The doors squealed open and we bounced in a jiffy onto the 5 p.m. Crimson Cruiser, pulling ole Bull in behind us just as everyone was tooting to go. Funny thing about Bull: He’s always rearing onto the next bender until he pulls out his horn and starts grooving like a Charlie-Parker-type cool cat. “The mere sound and serious exuberance of the music is all I care about,” he groaned as Dean grabbed his sweat-stained shirt. Ed snuck me some blow he got from this international cocaine set in Berlin, and we boogied to Bull’s hot licks as that mad shuttle roared down Mass Ave.

Dean pulled out his hot plate and started boiling down codeine cough syrup into a black mash, hooting like a maniac. He wore one of those Kentucky Derby hats, a vest with nothing underneath, and salmon shorts. Bull was sweating and hitching up his horn and writhing into it, and a tone just like Lester Young himself flew like a bird into the Crimson Cruiser. Ed hummed the Star-Spangled Banner, his face coated in a thick layer of mud from the Mississippi River, the lifeblood of America.

The sun slanted, the bugs flip-flopped, the pavement groaned under the weight of life which is the one true essence of mind. Dean screeched as he burned his tongue on the hot syrup.

As I watched Bull flip his Panama hat to get to the liquor, I remembered the first time I met the kid. It was First Chance Dance, a hootchy-kootchy little shindig with a little jazz and a whole lot of bebop. Things were simpler then. The gals, the good boys, the sweet digs, the children of tomorrow all looking out onto the shimmering essence of the Northwest Laboratory building. The Pfoho belltower is a much lonelier place. A single tear rolled down my face, forming an unpleasant paste with the cocaine that remained on my upper lip.

The Crimson Cruiser squealed to a halt, and the boys jumped out into the American night like mad beboppers out for a gig. But I stopped for a moment. As the sun was reddening, I realized this was one of those distinct times in my life, those strangest of moments, when I didn’t know who I was.
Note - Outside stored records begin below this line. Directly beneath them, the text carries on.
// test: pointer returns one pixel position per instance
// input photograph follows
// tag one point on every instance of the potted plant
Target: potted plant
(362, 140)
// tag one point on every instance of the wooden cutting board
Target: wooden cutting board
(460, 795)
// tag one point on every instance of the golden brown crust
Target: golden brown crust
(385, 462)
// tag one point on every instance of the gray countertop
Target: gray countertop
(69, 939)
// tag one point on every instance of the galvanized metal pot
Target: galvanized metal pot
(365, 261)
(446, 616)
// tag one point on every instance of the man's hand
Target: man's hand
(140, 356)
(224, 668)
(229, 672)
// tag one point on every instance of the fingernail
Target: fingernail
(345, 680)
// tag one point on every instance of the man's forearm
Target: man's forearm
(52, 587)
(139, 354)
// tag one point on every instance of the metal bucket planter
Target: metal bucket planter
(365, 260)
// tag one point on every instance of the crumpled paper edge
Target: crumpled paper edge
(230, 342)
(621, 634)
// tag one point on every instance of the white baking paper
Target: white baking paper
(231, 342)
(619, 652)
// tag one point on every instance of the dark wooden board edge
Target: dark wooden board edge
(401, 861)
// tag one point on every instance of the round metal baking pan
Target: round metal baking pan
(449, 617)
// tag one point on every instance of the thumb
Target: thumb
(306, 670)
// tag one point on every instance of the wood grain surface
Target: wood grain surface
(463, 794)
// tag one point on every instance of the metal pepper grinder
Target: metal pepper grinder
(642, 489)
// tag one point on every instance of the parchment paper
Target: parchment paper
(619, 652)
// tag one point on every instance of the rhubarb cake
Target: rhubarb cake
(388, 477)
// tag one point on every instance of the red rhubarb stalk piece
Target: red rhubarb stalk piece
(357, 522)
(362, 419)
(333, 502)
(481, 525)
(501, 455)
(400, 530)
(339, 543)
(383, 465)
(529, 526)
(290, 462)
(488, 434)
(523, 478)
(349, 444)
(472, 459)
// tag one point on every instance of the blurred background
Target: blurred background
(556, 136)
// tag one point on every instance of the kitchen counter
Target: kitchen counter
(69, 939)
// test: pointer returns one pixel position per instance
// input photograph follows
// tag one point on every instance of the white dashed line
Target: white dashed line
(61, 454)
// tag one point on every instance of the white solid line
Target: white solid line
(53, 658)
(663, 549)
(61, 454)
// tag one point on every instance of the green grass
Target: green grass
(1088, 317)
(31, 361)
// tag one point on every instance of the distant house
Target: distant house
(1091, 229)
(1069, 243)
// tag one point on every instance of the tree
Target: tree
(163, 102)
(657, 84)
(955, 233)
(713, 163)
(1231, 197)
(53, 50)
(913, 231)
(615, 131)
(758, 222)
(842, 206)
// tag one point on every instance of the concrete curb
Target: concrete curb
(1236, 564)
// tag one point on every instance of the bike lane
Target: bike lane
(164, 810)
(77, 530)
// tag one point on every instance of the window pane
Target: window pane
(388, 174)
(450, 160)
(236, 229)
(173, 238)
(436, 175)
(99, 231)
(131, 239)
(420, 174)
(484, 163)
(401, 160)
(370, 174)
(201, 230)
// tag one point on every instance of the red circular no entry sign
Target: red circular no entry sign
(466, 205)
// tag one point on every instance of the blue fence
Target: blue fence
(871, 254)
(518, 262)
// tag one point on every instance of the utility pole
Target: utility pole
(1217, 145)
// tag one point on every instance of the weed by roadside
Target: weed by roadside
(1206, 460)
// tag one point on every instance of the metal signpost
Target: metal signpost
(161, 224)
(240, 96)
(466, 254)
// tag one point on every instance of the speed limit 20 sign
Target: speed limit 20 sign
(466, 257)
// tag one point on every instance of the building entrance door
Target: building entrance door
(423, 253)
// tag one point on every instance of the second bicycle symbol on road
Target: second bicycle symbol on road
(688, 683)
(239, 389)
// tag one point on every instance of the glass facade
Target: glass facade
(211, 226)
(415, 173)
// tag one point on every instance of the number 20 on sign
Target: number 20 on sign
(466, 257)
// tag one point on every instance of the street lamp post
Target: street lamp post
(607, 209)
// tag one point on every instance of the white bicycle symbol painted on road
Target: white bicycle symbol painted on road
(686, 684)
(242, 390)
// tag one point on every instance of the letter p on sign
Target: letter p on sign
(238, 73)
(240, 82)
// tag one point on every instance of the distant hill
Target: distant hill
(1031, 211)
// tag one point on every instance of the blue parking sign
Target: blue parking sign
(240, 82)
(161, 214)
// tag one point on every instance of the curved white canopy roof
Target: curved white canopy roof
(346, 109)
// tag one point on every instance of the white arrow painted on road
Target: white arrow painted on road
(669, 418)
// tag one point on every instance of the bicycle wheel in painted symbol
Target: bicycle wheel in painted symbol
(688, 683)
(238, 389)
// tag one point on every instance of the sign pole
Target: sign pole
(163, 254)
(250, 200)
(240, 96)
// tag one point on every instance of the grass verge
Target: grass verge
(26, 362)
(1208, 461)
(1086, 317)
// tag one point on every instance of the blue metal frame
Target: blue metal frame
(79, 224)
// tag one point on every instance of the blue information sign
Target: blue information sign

I was far away from my home (Mather, what a trek), haunted and tired with travel, in a strange quad, hearing the shouts from the parties, and footsteps upstairs, and all the happy yet sad sounds, and I looked at the shuttle ceiling and really didn’t know who I was for about fifteen odd seconds. I wasn’t scared; I was just somebody else, some stranger, and my whole life was a haunted life, the life of a ghost.

“You grooving?” asked Ed, barely audible through the eight strips of Benzedrine he was chewing.

I thought for a moment—a cold moment.

“Skiddlyboop,” I said with a nod, and leapt ever forward into the night.